MD Anderson had almost 1.4 million outpatient visits, nearly 28,000 hospital admissions and $4.4 billion in revenue in fiscal 2014. It employs 20,000 people, including 1,700 faculty members who oversee more than 6,300 trainees. This includes 1,276 clinical residents and fellows, 1,238 nurses in training and 318 School of Health Professions students.
Since 2009, the institution has had a policy that faculty members whose primary responsibility is research must obtain 40% of their salary from outside grants. DePinho and other MD Anderson leaders told Scholtz in a May 23, 2014 letter that Mehta did not meet this requirement and that Wang “abandoned his appeal before exhausting all steps of the faculty appeal process” when he instigated legal action.
The letter also states that the faculty renewal rate has been 92% over the past three years. In the report, however, the professors association argues that a “deferral” mechanism has been used to “camouflage the actual number denials” and it puts the renewal rate at 81%.
In February, the association sent MD Anderson a draft of its report to review and marked it “confidential.” MD Anderson posted the draft online and released a response on March 13 that was signed by the “Executive Leadership” without any names listed. It mocked the report as a “biased editorial” containing “clumsy misstatements and malicious false statements.” The letter also claimed that there were “legally actionable” statements made in the draft about how DePinho's wife, Dr. Lynda Chin, came to be founding director of MD Anderson's newly created Institute for Applied Cancer Science.
It was announced April 2, however, that Chin would step down from that position. Days later she became associate vice chancellor for health transformation and chief innovation officer for health affairs of the University of Texas System, an entity that includes nine universities and six related healthcare institutions.
“If we want to transform the way healthcare is delivered, then we need bold and innovative solutions,” McRaven, the university's chancellor, said in a news release. “Dr. Chin is a very talented physician scientist who has the vision and the ability to get it done.”
McRaven has vowed to put an end to the squabbling without taking sides. At a March 18 meeting, he gave the faculty senate his e-mail address and cellphone number and let professors know they can contact him personally with their concerns.
McRaven is an imposing figure. He graduated from the University of Texas at Austin in 1977 with a journalism degree before entering Navy SEAL training. He planned the 2011 raid that killed Osama bin Laden in Pakistan and his 2014 commencement address at his alma mater has been watched more than 2.9 million times on YouTube.
McRaven told Modern Healthcare that he's “fully committed to safeguarding the future continued success” of MD Anderson, which he described as a phenomenal institution “where countless lives are saved and improved” through the research and patient care conducted and delivered there.

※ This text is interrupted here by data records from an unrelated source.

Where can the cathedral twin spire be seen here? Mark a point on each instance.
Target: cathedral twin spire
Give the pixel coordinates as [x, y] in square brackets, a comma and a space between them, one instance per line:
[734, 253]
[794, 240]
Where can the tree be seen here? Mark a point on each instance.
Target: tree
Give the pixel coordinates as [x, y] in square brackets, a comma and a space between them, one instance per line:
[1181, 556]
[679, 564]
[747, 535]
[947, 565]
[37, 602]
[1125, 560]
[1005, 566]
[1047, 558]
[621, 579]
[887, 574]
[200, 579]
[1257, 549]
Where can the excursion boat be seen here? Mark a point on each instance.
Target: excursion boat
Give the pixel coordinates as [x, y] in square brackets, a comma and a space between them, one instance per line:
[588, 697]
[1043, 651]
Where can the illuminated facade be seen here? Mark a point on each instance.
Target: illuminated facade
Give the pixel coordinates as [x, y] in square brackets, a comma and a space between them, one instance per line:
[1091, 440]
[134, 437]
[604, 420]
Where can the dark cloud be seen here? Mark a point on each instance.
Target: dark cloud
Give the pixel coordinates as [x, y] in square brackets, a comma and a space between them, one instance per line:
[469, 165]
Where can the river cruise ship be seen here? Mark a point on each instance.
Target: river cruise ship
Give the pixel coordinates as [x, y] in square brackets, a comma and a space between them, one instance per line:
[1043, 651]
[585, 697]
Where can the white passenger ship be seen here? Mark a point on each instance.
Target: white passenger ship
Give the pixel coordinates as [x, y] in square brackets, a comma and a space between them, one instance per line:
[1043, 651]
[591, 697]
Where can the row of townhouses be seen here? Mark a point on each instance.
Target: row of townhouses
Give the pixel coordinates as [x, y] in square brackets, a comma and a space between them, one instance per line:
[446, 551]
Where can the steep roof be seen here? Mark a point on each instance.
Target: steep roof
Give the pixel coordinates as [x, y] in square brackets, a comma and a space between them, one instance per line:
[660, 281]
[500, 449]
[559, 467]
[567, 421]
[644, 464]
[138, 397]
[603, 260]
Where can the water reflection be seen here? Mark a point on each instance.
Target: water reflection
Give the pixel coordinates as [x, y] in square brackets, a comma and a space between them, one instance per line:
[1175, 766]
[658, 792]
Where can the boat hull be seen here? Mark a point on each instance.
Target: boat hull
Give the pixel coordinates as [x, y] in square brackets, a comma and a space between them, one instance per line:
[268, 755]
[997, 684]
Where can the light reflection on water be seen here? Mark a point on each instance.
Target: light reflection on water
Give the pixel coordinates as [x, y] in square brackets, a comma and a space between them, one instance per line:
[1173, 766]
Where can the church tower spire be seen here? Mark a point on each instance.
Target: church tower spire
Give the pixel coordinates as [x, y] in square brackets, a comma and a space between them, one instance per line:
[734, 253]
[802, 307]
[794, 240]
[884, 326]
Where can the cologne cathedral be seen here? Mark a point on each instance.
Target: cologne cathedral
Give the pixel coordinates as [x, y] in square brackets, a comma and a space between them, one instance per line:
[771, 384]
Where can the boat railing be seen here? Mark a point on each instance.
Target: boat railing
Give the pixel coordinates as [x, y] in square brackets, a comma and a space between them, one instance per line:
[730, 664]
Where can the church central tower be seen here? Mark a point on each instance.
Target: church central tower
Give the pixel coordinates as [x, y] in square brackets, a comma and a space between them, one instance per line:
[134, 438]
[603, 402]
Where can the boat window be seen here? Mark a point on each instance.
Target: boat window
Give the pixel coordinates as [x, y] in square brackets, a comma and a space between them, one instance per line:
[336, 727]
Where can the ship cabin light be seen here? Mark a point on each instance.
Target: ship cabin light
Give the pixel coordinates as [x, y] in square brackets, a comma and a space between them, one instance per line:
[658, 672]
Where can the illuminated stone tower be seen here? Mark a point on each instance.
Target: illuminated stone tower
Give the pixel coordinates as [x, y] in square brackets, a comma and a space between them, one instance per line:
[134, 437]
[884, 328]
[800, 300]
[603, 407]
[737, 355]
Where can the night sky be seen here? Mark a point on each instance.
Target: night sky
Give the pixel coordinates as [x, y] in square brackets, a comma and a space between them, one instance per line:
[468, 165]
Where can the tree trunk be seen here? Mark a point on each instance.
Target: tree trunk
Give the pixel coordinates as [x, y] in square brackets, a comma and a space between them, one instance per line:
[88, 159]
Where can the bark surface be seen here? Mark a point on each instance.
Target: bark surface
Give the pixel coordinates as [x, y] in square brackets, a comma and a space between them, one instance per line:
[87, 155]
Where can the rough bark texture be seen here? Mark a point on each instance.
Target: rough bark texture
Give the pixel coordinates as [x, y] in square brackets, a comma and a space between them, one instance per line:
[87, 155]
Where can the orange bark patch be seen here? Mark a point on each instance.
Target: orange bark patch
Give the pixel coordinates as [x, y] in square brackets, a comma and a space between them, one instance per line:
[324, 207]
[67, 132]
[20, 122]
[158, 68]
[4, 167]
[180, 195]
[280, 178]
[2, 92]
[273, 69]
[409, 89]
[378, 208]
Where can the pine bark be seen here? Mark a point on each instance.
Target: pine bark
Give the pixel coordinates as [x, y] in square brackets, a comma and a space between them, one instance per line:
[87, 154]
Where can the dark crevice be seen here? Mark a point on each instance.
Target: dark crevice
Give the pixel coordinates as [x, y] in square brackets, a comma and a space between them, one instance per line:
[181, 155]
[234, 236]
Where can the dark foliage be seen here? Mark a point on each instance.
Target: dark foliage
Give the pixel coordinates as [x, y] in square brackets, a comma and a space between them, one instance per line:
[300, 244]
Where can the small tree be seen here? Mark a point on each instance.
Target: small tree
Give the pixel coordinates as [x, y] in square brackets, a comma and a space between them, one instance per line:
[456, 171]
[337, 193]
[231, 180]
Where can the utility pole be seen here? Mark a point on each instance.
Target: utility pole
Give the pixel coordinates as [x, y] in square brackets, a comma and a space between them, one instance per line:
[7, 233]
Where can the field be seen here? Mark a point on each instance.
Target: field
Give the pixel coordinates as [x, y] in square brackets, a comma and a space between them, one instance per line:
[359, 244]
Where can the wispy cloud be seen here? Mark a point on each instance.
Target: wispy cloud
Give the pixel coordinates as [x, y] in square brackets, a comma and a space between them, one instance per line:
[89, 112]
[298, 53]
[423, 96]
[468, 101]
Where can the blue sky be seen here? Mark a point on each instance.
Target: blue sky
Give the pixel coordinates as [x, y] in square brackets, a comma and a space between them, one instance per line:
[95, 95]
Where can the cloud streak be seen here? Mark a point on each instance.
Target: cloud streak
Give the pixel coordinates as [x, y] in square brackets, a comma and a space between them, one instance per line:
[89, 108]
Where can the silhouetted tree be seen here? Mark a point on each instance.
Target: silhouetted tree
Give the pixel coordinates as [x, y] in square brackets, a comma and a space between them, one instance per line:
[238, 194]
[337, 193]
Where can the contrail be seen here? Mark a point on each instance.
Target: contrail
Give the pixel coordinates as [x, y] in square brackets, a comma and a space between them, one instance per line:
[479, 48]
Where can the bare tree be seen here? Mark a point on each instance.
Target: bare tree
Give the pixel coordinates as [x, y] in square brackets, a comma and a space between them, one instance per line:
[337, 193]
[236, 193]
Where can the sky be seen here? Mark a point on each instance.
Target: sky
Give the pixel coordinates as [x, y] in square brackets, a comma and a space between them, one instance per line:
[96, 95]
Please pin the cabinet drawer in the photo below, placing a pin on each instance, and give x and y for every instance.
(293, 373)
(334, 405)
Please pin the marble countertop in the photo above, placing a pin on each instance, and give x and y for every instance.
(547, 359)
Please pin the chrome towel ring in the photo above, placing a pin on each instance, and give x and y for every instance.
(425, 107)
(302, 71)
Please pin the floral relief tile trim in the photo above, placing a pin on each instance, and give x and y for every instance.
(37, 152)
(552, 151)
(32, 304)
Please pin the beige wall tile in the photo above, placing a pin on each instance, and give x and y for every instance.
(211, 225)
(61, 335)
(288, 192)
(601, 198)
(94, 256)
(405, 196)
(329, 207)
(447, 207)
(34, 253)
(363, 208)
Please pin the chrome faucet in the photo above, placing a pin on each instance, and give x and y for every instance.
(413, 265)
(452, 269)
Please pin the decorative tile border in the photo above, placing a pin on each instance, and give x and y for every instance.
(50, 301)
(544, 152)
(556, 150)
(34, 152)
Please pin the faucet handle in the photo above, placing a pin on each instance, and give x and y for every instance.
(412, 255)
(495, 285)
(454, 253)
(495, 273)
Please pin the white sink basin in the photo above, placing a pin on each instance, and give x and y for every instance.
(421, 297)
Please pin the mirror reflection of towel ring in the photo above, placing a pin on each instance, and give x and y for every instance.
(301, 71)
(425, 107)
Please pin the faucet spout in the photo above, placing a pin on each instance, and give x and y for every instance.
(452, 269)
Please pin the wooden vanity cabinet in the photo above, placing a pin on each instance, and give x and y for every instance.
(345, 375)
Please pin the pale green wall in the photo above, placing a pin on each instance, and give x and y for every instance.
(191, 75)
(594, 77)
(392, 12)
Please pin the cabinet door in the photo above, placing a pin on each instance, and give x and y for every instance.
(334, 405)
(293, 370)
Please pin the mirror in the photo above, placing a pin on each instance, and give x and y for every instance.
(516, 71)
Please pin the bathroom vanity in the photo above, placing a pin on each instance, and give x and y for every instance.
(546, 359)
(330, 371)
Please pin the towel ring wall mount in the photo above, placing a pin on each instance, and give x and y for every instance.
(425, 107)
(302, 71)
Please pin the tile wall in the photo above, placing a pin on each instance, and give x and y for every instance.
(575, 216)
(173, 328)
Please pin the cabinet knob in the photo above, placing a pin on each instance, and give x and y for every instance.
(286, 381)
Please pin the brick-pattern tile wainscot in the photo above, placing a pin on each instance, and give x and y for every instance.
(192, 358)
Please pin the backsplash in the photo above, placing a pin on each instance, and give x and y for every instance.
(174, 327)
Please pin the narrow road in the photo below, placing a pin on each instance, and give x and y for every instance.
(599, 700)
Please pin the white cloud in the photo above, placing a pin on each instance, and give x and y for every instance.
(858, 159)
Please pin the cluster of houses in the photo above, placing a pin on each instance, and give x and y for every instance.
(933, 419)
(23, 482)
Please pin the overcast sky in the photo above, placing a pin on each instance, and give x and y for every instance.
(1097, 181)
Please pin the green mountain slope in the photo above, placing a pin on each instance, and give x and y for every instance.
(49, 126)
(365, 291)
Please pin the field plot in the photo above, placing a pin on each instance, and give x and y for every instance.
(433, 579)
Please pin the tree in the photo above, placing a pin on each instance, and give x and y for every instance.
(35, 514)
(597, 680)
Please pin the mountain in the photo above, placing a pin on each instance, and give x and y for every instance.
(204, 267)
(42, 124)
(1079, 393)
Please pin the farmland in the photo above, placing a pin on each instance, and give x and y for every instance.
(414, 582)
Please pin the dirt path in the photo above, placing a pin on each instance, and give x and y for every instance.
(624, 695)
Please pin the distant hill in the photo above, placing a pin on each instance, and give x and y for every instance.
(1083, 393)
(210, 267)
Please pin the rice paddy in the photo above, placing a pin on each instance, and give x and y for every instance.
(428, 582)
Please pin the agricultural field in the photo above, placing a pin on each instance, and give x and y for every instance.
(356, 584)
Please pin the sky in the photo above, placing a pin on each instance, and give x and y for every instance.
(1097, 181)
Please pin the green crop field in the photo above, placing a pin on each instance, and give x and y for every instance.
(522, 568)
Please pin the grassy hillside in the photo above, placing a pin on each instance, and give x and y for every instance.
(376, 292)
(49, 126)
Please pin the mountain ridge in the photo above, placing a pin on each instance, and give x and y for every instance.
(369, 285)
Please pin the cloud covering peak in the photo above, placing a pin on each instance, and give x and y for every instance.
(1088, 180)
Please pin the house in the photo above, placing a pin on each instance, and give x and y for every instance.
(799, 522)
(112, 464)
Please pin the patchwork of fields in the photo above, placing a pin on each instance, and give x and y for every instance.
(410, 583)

“I have visited MD Anderson twice in my first three months as chancellor, and I will continue to visit as often as necessary to make things right,” McRaven said. “While there are clearly differences of opinion, it is essential for MD Anderson's executives and faculty to share the responsibility of working together to focus on solutions.”
The faculty has been asked to develop a list of actions needed to improve the MD Anderson work environment, and DePinho has been informed of expectations “to improve morale and functionality,” McRaven said.
“Dr. DePinho has offered assurances to improve communications and transparency and to bring faculty representation into his decisionmaking process,” McRaven added. “I remain supportive of him as we move forward for the benefit of our patients and the institution as a whole.”